Dedicated to my friend Salvador Ferrando
The Osservatore Romano, with occasion 0f José Saramago's death, emphasizes the "anti-religious ideology" of "a man and an intellectual lacking any metaphysical ability, (and who lived) "grabbed all the way to his persistent faith in historical materialism, aka Marxism " In short, his writting, was marked by "the trivialization of the sacred" and "libertarian materialism" radicalized over the years.
I think the Vatican is making a compliment to the author. Just for having no religious ideology, Saramago was a respected intellectual. The burden of prejudice that leads to believe in a number of things that have no proof, to follow the dictates of an abstract and omiscient being, whose will and doctrine have been interpreted differently by the illuminated clerics, limits - if not nullifies - the ability of judgement of any so-called intellectual.
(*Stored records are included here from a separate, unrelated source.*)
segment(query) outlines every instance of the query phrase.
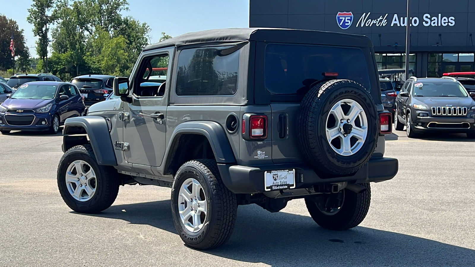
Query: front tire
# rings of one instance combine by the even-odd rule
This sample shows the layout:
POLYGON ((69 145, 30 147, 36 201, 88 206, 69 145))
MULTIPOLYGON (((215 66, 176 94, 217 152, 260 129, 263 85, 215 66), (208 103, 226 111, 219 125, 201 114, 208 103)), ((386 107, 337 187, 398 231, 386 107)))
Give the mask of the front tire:
POLYGON ((211 248, 231 237, 238 202, 223 183, 215 161, 195 160, 182 165, 175 176, 171 204, 175 227, 187 246, 211 248))
MULTIPOLYGON (((348 189, 344 189, 342 202, 339 207, 325 210, 322 208, 322 201, 327 200, 325 197, 333 194, 322 194, 317 198, 307 198, 305 203, 312 219, 323 228, 330 230, 346 230, 361 223, 368 213, 371 201, 371 189, 369 183, 361 184, 367 190, 357 193, 348 189), (317 200, 317 202, 315 202, 317 200), (319 202, 320 201, 320 202, 319 202)), ((342 192, 333 194, 342 194, 342 192)))
POLYGON ((53 116, 51 120, 51 126, 49 127, 49 133, 52 134, 56 134, 58 133, 59 130, 59 117, 57 115, 53 116))
MULTIPOLYGON (((396 107, 396 110, 398 110, 398 107, 396 107)), ((397 111, 394 113, 394 129, 396 131, 404 131, 404 124, 401 123, 399 121, 398 118, 398 112, 397 111)))
POLYGON ((406 116, 406 134, 409 138, 417 138, 419 137, 418 134, 414 132, 414 128, 412 128, 412 120, 411 119, 411 114, 408 113, 406 116))
POLYGON ((69 149, 59 161, 57 184, 66 205, 81 213, 97 213, 112 205, 119 181, 114 167, 97 164, 90 144, 69 149))

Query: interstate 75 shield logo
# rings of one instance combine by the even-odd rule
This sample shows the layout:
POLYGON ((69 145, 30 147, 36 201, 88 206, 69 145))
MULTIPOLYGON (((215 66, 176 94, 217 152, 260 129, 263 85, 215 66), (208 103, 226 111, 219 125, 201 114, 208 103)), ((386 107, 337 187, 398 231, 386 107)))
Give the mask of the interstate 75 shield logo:
POLYGON ((351 12, 339 12, 336 14, 336 22, 342 29, 348 29, 353 22, 353 13, 351 12))

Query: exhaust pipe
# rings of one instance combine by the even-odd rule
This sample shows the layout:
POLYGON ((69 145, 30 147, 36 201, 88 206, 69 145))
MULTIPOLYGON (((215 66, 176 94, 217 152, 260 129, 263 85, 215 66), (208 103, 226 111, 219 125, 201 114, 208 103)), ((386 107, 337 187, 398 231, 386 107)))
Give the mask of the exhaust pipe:
POLYGON ((349 183, 346 185, 346 188, 348 190, 350 190, 355 193, 356 193, 357 194, 362 193, 363 192, 368 190, 368 188, 360 185, 357 183, 349 183))

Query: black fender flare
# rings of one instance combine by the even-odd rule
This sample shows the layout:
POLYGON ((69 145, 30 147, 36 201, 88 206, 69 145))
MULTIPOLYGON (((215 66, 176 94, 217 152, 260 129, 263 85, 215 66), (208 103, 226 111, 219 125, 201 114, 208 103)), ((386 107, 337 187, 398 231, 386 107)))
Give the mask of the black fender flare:
POLYGON ((175 128, 167 147, 166 166, 171 162, 180 136, 187 134, 204 135, 211 145, 218 163, 236 162, 229 141, 221 125, 215 122, 193 121, 183 123, 175 128))
MULTIPOLYGON (((71 136, 87 134, 99 165, 117 166, 117 159, 105 118, 100 116, 75 117, 67 119, 63 130, 63 151, 80 144, 80 138, 85 136, 71 136), (79 137, 79 139, 78 138, 79 137)), ((84 139, 82 139, 84 140, 84 139)), ((87 140, 86 140, 87 142, 87 140)), ((82 143, 85 143, 82 142, 82 143)))

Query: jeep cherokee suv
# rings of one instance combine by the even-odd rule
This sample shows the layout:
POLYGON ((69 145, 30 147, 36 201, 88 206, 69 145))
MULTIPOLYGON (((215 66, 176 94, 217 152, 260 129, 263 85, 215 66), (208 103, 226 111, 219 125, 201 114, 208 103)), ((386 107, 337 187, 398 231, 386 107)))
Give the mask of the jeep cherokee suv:
POLYGON ((60 192, 94 213, 120 185, 170 187, 177 231, 198 249, 229 238, 238 205, 275 212, 304 198, 321 226, 354 227, 370 182, 398 171, 383 157, 392 117, 379 82, 361 36, 228 29, 149 45, 114 78, 120 101, 66 121, 60 192))
POLYGON ((394 128, 418 138, 430 132, 465 133, 475 138, 475 101, 452 77, 406 81, 396 99, 394 128))

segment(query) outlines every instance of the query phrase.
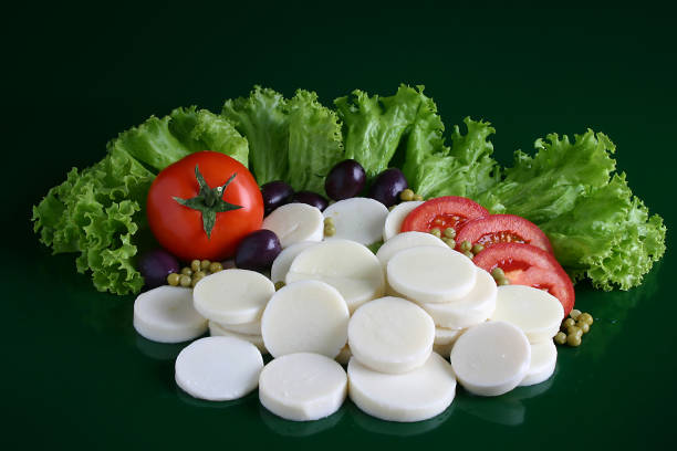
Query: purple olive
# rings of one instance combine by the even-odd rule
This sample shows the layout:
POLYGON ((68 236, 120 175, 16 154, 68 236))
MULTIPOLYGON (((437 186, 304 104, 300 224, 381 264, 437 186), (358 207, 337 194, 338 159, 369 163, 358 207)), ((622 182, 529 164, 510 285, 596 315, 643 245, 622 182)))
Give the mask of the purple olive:
POLYGON ((257 230, 238 244, 236 266, 241 270, 264 270, 270 268, 281 251, 280 240, 274 232, 267 229, 257 230))
POLYGON ((372 183, 369 197, 386 207, 390 207, 397 203, 399 193, 408 187, 409 185, 402 170, 397 168, 386 169, 372 183))
POLYGON ((289 203, 294 190, 281 180, 269 181, 261 187, 263 197, 263 209, 265 216, 270 214, 275 208, 289 203))
POLYGON ((324 190, 334 200, 348 199, 362 191, 365 179, 362 165, 354 159, 343 160, 330 170, 324 181, 324 190))
POLYGON ((167 283, 167 275, 179 272, 179 262, 176 256, 158 248, 138 258, 138 271, 144 276, 146 287, 155 289, 167 283))
POLYGON ((292 202, 308 203, 309 206, 319 208, 320 211, 323 211, 325 208, 329 207, 329 201, 313 191, 295 192, 292 197, 292 202))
If we consider metaphysics a branch of philosophy concerned to explain the fundamental nature of self and the world, no doubt that Saramago was a man of great metaphysic ability. Saramago was a spiritual man, but not religious.
Having read Saramago's works, there is no wonder he won the Nobel prize for literature. I would be surprised, however, that it will ever be given to a Pope, although I consider religions a branch of fiction literature.